Re: [PATCH 2/2] sched/fair: Scale wakeup granularity relative to nr_running

From: Vincent Guittot
Date: Thu Sep 23 2021 - 04:41:04 EST


On Thu, 23 Sept 2021 at 03:47, Mike Galbraith <efault@xxxxxx> wrote:
>
> On Wed, 2021-09-22 at 20:22 +0200, Vincent Guittot wrote:
> > On Wed, 22 Sept 2021 at 19:38, Mel Gorman <mgorman@xxxxxxxxxxxxxxxxxxx> wrote:
> > >
> > >
> > > I'm not seeing an alternative suggestion that could be turned into
> > > an implementation. The current value for sched_wakeup_granularity
> > > was set 12 years ago was exposed for tuning which is no longer
> > > the case. The intent was to allow some dynamic adjustment between
> > > sysctl_sched_wakeup_granularity and sysctl_sched_latency to reduce
> > > over-scheduling in the worst case without disabling preemption entirely
> > > (which the first version did).
>
> I don't think those knobs were ever _intended_ for general purpose
> tuning, but they did get used that way by some folks.
>
> > >
> > > Should we just ignore this problem and hope it goes away or just let
> > > people keep poking silly values into debugfs via tuned?
> >
> > We should certainly not add a bandaid because people will continue to
> > poke silly value at the end. And increasing
> > sysctl_sched_wakeup_granularity based on the number of running threads
> > is not the right solution.
>
> Watching my desktop box stack up large piles of very short running
> threads, I agree, instantaneous load looks like a non-starter.
>
> > According to the description of your
> > problem that the current task doesn't get enough time to move forward,
> > sysctl_sched_min_granularity should be part of the solution. Something
> > like below will ensure that current got a chance to move forward
>
> Nah, progress is guaranteed, the issue is a zillion very similar short
> running threads preempting each other with no win to be had, thus
> spending cycles in the scheduler that are utterly wasted. It's a valid
> issue, trouble is teaching the scheduler to recognize that situation
> without mucking up other situations where there IS a win for even very
> short running threads say, doing a synchronous handoff; preemption is
> cheaper than scheduling off if the waker is going be awakened again in
> very short order.
>
> > diff --git a/kernel/sched/fair.c b/kernel/sched/fair.c
> > index 9bf540f04c2d..39d4e4827d3d 100644
> > --- a/kernel/sched/fair.c
> > +++ b/kernel/sched/fair.c
> > @@ -7102,6 +7102,7 @@ static void check_preempt_wakeup(struct rq *rq,
> > struct task_struct *p, int wake_
> > int scale = cfs_rq->nr_running >= sched_nr_latency;
> > int next_buddy_marked = 0;
> > int cse_is_idle, pse_is_idle;
> > + unsigned long delta_exec;
> >
> > if (unlikely(se == pse))
> > return;
> > @@ -7161,6 +7162,13 @@ static void check_preempt_wakeup(struct rq *rq,
> > struct task_struct *p, int wake_
> > return;
> >
> > update_curr(cfs_rq_of(se));
> > + delta_exec = se->sum_exec_runtime - se->prev_sum_exec_runtime;
> > + /*
> > + * Ensure that current got a chance to move forward
> > + */
> > + if (delta_exec < sysctl_sched_min_granularity)
> > + return;
> > +
> > if (wakeup_preempt_entity(se, pse) == 1) {
> > /*
> > * Bias pick_next to pick the sched entity that is
>
> Yikes! If you do that, you may as well go the extra nanometer and rip
> wakeup preemption out entirely, same result, impressive diffstat.

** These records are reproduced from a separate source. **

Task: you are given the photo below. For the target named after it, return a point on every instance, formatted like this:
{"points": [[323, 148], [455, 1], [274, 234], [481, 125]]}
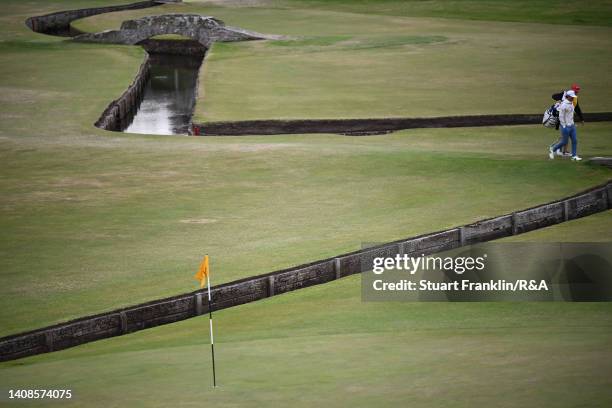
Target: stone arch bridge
{"points": [[204, 29]]}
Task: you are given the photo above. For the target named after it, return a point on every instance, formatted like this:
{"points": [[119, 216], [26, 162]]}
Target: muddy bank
{"points": [[360, 127]]}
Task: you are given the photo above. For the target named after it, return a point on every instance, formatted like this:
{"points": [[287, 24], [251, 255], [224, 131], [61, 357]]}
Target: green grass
{"points": [[94, 220], [323, 345], [341, 62]]}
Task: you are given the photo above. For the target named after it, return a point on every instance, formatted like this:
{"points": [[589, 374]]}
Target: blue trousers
{"points": [[567, 133]]}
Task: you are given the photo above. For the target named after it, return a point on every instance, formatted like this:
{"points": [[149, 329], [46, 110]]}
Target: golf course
{"points": [[93, 220]]}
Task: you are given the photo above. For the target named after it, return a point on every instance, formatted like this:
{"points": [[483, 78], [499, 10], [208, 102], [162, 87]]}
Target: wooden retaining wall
{"points": [[359, 127], [119, 112], [163, 311]]}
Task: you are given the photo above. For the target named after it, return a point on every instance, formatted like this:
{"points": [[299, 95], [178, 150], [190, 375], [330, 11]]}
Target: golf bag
{"points": [[551, 117]]}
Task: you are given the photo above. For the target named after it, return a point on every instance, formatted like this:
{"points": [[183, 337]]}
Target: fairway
{"points": [[343, 64], [93, 221]]}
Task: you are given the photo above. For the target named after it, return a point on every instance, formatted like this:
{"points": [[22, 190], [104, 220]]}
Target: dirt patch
{"points": [[199, 221]]}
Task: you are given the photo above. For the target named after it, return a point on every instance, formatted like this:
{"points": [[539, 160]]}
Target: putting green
{"points": [[322, 345]]}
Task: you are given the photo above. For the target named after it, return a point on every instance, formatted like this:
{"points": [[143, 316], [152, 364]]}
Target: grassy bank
{"points": [[339, 61]]}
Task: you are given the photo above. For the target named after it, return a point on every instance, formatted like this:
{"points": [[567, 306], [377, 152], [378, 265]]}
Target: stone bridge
{"points": [[203, 29]]}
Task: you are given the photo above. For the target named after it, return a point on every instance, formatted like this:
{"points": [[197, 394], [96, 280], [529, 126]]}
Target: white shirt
{"points": [[566, 113]]}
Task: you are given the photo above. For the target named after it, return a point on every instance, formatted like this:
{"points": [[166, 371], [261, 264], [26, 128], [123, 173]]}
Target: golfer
{"points": [[559, 97], [568, 128]]}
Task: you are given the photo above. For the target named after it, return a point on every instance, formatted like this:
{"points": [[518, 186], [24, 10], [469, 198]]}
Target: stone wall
{"points": [[59, 23], [247, 290], [203, 29]]}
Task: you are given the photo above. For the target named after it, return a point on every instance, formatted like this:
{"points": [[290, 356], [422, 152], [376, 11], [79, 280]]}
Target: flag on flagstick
{"points": [[203, 276]]}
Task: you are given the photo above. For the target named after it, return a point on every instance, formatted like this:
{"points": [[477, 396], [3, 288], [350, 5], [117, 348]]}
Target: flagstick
{"points": [[212, 342]]}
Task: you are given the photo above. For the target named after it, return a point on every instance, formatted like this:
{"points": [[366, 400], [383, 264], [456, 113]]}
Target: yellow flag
{"points": [[202, 272]]}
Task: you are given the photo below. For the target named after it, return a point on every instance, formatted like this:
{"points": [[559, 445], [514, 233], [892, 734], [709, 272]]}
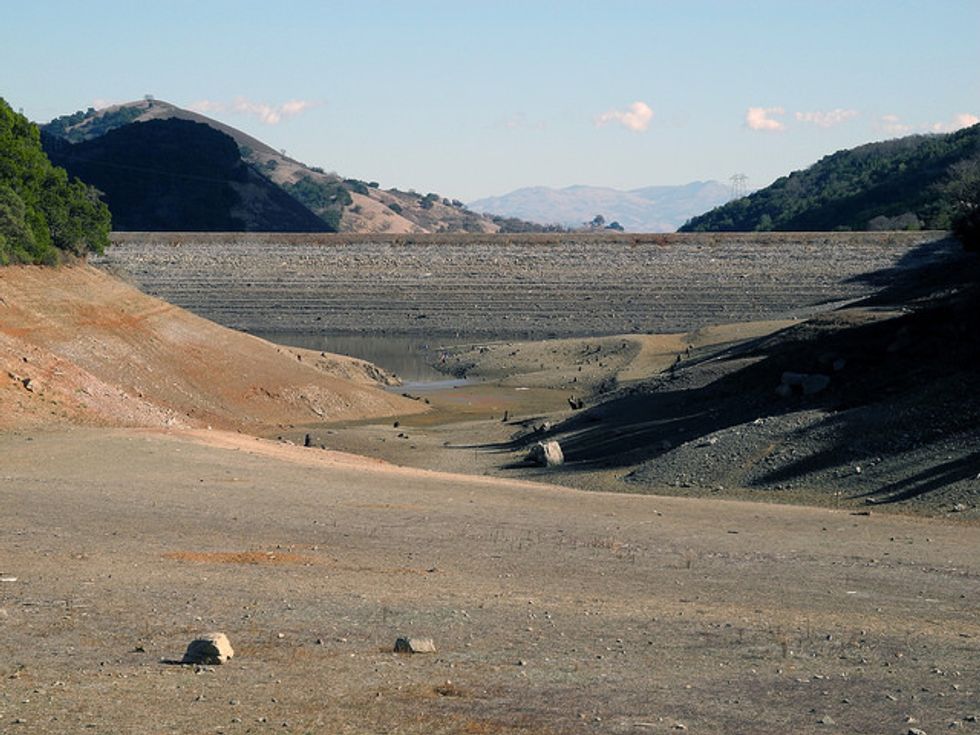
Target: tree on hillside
{"points": [[964, 188], [42, 213]]}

This patch is mainly there to show that there are other ways to ensure
progress without using some load heuristic.
sysctl_sched_min_granularity has the problem of scaling with the
number of cpus and this can generate large values. At least we should
use the normalized_sysctl_sched_min_granularity or even a smaller
value but wakeup preemption still happens with this change. It only
ensures that we don't waste time preempting each other without any
chance to do actual stuff.

a 100us value should even be enough to fix Mel's problem without
impacting common wakeup preemption cases.


>
> -Mike